Distributed Ledger Technology data: management and analysis
Lecturers: Damiano Di Francesco Maesa (UNIPI), Matteo Loporchio (UNIPI)
Contact: damiano.difrancesco@unipi.it, matteo.loporchio@phd.unipi.it
Schedule
JAN 27th 10am-1pm sala seminari est
JAN 28th 10am-1pm sala seminari est
JAN 29th 10am-1pm sala seminari est
JAN 30th 10am-1pm sala seminari est
JAN 31th 10am-1pm sala seminari est
JAN 31th 2pm-4pm sala seminari est
The goal of this course is to present how data is managed (represented, secured, and retrieved) in Distributed Ledger Technology (DLT) based systems, and how data can be analysed to study the ecosystems they support. The course will start with an introduction to the concepts behind DLT, including its main implementations, novel properties, and innovative applications. We will then present the two most famous blockchain protocols, Bitcoin and Ethereum, outlining how they manage their internal transaction data. This same data will be focus of the following lectures showcasing how to represent and analyse it through graphs. The course will close by presenting how authenticated data structures can be leveraged to enhance such data management.
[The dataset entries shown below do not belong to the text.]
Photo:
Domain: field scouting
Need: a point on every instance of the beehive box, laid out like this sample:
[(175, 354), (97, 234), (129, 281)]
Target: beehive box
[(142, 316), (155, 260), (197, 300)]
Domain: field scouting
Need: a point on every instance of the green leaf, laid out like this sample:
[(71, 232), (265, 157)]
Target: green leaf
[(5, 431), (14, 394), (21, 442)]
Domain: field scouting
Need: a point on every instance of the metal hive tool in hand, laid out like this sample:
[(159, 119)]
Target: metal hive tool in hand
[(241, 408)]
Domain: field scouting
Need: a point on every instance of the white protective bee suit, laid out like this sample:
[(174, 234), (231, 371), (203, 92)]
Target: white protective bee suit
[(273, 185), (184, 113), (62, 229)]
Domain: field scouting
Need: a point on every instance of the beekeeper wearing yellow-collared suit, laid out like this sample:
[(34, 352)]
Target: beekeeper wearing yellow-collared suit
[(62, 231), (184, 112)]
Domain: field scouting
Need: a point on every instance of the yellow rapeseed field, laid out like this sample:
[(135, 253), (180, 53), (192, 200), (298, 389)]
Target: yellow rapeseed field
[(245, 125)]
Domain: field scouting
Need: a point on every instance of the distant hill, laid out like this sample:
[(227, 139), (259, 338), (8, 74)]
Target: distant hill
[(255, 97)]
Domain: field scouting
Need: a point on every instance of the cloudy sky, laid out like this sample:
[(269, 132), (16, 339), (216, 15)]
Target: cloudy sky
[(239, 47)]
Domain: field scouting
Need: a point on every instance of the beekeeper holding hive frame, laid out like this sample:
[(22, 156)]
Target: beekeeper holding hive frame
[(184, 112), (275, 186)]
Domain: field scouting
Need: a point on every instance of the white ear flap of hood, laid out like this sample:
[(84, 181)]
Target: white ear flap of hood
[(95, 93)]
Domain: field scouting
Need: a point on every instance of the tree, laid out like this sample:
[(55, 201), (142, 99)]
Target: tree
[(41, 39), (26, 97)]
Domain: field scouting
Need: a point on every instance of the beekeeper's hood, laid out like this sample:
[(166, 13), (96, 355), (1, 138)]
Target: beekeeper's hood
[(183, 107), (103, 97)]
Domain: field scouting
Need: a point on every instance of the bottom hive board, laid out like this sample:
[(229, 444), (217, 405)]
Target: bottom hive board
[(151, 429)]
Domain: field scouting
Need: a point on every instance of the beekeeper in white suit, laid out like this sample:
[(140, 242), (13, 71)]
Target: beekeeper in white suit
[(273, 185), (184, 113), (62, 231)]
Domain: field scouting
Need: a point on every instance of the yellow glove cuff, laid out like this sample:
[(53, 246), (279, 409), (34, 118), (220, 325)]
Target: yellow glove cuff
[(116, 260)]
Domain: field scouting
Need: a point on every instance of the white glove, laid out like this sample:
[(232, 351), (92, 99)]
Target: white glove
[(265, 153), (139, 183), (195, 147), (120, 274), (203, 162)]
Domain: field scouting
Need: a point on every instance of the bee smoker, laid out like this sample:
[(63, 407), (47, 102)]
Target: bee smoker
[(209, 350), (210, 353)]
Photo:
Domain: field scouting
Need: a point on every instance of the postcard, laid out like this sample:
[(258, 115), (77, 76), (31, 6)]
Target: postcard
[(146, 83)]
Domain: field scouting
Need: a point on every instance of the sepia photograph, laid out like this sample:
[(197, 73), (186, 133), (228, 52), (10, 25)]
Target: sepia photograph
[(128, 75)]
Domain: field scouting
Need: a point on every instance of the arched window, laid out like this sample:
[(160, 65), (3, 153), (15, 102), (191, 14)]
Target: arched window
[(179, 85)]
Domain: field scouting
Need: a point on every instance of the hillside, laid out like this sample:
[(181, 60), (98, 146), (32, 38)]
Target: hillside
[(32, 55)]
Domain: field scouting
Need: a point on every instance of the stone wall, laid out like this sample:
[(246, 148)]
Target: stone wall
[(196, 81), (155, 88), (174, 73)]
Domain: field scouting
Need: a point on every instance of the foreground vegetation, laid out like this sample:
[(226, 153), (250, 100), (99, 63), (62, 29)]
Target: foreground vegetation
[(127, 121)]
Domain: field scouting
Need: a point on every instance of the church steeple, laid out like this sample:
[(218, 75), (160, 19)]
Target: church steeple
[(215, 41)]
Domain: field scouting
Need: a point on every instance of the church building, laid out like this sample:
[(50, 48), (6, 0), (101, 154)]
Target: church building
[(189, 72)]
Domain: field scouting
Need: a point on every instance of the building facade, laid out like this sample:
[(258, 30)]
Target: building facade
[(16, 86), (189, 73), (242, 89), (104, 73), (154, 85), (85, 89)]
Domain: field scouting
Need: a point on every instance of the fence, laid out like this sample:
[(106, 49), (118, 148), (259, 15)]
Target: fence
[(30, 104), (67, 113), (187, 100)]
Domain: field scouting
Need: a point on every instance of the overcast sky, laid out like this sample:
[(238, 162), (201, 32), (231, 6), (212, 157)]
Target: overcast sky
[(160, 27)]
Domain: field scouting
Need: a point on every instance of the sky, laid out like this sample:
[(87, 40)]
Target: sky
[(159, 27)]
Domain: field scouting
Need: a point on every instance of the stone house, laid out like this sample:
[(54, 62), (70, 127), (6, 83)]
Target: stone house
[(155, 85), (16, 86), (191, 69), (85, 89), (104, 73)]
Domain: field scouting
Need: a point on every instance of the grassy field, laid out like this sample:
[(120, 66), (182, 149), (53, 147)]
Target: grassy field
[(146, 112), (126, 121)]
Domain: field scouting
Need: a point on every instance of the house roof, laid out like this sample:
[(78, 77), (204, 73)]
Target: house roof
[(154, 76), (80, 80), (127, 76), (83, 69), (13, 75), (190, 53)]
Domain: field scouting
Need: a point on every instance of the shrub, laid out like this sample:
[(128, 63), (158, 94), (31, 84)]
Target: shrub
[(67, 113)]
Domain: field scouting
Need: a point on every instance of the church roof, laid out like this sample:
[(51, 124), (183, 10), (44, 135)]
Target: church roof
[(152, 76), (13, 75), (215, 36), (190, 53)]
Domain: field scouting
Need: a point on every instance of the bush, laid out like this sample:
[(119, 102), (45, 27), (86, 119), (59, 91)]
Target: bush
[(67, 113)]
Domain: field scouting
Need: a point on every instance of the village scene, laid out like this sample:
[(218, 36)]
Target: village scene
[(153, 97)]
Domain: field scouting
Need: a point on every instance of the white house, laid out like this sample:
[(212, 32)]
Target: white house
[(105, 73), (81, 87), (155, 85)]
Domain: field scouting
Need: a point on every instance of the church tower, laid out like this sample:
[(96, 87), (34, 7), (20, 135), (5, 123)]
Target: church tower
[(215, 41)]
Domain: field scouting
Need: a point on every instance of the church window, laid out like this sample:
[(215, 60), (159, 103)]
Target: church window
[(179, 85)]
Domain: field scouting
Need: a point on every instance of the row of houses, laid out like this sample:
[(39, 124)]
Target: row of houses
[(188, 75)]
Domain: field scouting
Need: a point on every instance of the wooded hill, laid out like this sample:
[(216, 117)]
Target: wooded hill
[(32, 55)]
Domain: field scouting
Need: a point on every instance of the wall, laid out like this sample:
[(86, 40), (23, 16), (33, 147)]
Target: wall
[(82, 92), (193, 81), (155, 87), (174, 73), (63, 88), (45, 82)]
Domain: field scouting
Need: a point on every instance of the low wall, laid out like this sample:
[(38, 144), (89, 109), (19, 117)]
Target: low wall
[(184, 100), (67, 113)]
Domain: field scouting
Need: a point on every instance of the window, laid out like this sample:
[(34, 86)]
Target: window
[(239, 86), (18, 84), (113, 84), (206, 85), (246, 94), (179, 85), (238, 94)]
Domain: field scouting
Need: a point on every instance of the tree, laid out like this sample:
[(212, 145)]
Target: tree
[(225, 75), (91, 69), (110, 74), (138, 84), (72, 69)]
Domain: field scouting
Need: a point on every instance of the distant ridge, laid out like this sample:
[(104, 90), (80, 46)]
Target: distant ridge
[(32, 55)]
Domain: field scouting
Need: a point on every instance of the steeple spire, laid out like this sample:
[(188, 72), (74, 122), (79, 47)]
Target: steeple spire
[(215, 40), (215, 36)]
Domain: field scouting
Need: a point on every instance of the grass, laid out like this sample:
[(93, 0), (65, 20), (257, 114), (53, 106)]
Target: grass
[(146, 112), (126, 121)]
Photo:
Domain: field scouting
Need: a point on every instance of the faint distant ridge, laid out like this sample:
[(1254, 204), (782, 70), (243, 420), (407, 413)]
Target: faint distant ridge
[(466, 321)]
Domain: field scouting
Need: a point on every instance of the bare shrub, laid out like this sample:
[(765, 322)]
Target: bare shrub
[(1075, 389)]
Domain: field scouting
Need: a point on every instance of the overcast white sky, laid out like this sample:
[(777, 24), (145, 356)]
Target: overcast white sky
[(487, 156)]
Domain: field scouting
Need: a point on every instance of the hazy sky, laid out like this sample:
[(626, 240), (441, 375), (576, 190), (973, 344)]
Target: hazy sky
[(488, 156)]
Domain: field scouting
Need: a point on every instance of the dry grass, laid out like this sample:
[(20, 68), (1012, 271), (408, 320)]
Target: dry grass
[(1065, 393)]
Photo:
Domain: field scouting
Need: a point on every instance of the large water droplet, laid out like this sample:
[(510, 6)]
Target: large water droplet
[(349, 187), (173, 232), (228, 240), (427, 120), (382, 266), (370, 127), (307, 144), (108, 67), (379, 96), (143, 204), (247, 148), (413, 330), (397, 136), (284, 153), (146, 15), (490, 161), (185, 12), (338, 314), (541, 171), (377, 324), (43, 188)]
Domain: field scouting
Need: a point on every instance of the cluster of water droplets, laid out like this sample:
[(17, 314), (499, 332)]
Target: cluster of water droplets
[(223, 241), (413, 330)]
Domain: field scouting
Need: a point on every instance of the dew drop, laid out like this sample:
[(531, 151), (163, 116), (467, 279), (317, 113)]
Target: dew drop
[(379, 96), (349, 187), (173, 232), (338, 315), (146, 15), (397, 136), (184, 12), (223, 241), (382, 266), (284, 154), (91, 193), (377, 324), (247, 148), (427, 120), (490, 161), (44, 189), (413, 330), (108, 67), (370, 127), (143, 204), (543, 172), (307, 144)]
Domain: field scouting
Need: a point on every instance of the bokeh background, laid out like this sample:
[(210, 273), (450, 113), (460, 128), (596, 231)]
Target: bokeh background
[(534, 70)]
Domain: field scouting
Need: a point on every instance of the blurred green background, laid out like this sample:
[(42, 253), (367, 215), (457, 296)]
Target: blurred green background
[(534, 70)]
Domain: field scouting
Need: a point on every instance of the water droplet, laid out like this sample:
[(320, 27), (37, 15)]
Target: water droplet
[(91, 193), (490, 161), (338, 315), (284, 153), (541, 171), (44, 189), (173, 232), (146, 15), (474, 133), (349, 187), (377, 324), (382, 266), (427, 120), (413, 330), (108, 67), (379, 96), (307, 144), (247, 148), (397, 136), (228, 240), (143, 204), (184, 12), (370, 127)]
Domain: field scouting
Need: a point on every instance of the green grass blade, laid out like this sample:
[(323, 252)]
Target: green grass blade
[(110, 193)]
The course final exam will either be a project or seminar depending on each student preference.
Program analysis
Lecturers: Roberto Bruni (UNIPI), Roberta Gori (UNIPI)
Period: February 2025
This course offers a focused exploration of formal methods in software development, with some emphasis on the shift of perspectives after Peter O’Hearn’s influential paper on incorrectness logic. Instead of exploiting over-approximations to prove program correctness like done with classical formal methods, incorrectness reasoning exploits under-approximations for exposing true bugs.
The overall goal of incorrectness methods is to develop principled techniques to assist programmers with timely feedback about the presence of true errors, with few or zero false alarms.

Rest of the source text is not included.